The gene encoding the intracellular peptidoglycan-sensing receptor nucleotide-binding oligomerization domain 2 (NOD2) is linked to susceptibility to Crohn’s disease, and acute or chronic stimulation of NOD2 can lead to either up- or downregulation of cytokines, respectively. Zheng et al. (p. 1928) have now investigated the potential involvement of the Tyro3, Axl, and Mer receptors (TAM) in NOD2-mediated regulation of cytokine production in human macrophages. TAM were found to be important for the downregulation of proinflammatory cytokines following chronic NOD2 stimulation but did not affect cytokine production in response to acute NOD2 stimulation. Chronic NOD2 stimulation led to TAM upregulation, which required NOD2-induced IL-10 and TGF-β, and subsequent TAM-mediated cytokine downregulation involved SOCS3. Restoration of both pro- and anti-inflammatory cytokines in the absence of TAM was dependent on MAPK signaling; however, the production of anti-inflammatory cytokines required a higher level of MAPK activity than their proinflammatory counterparts, and their downregulation in response to NOD2 was independent of TAM. The importance of TAM in NOD2-mediated proinflammatory cytokine regulation was supported by analysis of Axl/Mer^−/− mice, which had increased cytokines in the gut under baseline conditions and increased proinflammatory cytokines in the serum following chronic, but not acute, NOD2 stimulation, relative to wild-type controls. These data begin to tease apart how NOD2 may affect macrophage cytokine production and thereby influence intestinal inflammation.
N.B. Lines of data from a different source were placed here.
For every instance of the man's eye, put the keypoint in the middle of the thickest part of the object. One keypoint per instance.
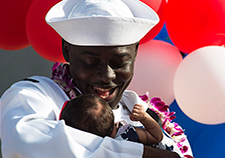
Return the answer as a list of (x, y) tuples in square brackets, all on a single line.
[(90, 63), (118, 64)]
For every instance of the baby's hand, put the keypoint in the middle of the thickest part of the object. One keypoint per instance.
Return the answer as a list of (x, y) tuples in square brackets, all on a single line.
[(138, 113)]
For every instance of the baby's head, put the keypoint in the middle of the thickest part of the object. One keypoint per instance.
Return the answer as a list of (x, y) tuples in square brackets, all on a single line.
[(89, 113)]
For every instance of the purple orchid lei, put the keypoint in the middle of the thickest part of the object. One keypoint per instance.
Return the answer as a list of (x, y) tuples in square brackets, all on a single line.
[(172, 128), (61, 75)]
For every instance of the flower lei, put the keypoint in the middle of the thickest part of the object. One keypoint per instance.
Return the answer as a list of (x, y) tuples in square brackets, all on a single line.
[(166, 116), (61, 75)]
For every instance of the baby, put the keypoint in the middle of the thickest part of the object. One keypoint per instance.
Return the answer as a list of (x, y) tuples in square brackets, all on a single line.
[(93, 114)]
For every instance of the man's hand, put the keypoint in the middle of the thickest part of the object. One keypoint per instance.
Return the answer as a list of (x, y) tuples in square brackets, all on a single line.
[(150, 152), (138, 113)]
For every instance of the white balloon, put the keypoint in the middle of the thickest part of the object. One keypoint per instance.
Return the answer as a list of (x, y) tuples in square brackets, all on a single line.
[(199, 85), (154, 70)]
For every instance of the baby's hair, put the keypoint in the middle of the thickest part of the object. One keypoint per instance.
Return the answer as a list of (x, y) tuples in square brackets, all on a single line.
[(89, 113)]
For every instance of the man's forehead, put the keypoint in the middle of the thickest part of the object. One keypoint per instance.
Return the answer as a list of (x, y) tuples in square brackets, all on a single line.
[(109, 50)]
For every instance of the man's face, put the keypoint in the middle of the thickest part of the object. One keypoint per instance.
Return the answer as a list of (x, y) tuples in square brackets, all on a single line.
[(105, 71)]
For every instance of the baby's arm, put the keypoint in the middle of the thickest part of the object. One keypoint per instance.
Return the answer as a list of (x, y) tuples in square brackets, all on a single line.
[(152, 133)]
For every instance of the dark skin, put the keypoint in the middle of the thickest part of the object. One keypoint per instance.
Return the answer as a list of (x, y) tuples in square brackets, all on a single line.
[(106, 71)]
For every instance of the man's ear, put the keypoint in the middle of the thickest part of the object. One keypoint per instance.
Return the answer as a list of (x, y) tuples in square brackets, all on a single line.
[(65, 50)]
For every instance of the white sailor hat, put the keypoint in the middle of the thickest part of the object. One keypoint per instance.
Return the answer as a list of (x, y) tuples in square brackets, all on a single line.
[(101, 22)]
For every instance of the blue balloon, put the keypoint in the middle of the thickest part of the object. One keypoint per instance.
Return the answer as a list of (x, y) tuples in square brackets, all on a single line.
[(163, 35), (192, 128), (211, 142)]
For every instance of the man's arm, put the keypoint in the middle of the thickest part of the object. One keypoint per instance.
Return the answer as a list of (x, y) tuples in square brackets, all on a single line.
[(150, 152), (29, 127)]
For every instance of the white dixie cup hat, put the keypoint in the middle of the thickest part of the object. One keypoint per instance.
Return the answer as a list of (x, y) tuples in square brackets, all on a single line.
[(101, 22)]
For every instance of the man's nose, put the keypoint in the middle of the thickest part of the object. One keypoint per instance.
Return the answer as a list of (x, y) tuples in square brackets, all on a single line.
[(107, 74)]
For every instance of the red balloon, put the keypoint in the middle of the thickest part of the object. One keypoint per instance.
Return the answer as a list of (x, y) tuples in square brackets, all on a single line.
[(160, 7), (45, 41), (13, 19), (192, 24)]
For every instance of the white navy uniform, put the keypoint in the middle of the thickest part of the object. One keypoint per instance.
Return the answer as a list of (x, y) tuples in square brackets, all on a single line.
[(30, 127)]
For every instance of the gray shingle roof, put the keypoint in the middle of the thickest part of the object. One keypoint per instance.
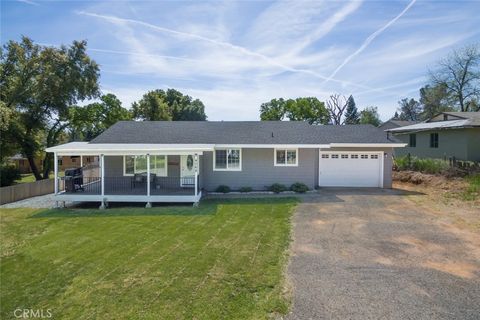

The induction of type-1 IFN (IFN-I), a first-line defense against viral infection, precipitates a signaling cascade that stimulates production of more than 300 IFN-stimulated genes, many of which participate in host antiviral defense. Triggering cyclic GMP-AMP synthase (cGAS), a cytosolic DNA sensor, leads to downstream activation of IFN-I; however, the mechanism behind cGAS regulation is largely unknown. To address this issue, Ma et al. (p. 1545) analyzed induction of cGAS in bone marrow macrophages (BMMs) subjected to a variety of pattern recognition receptor (PRR) and IFN-I stimuli and found that cGAS was significantly upregulated by administration of IFN-I or PRR ligands that trigger IFN-I–dependent pathways, such as LPS or poly(deoxyadenylic-deoxythymidylic) acid (polydA:dT). Stimulation of Ifnar^−/− BMMs with polydA:dT or HSV-1 resulted in reduced IFN-β production and cGAS expression, suggesting that DNA-triggered IFN responses require signaling through the IFN-αR. Further studies treating BMMs deficient for key innate immune signaling molecules with PRR ligands revealed that these pathways could stimulate cGAS expression downstream of IFN-I production. Using luciferase reporter assays and chromatin immunoprecipitation sequencing analyses, the authors identified two adjacent IFN stimulation response elements (ISRE) in the cGAS promoter likely to mediate IFN-I induction of cGAS. Finally, the authors determined that cGAS induction downstream of IFN-I could reciprocally augment IFN-I production by promoting generation of this cytokine in a positive feedback loop. Together, these results suggest that cGAS is an IFN-stimulated gene and point to a role for this PRR in the positive feedback regulation of the IFN-I response.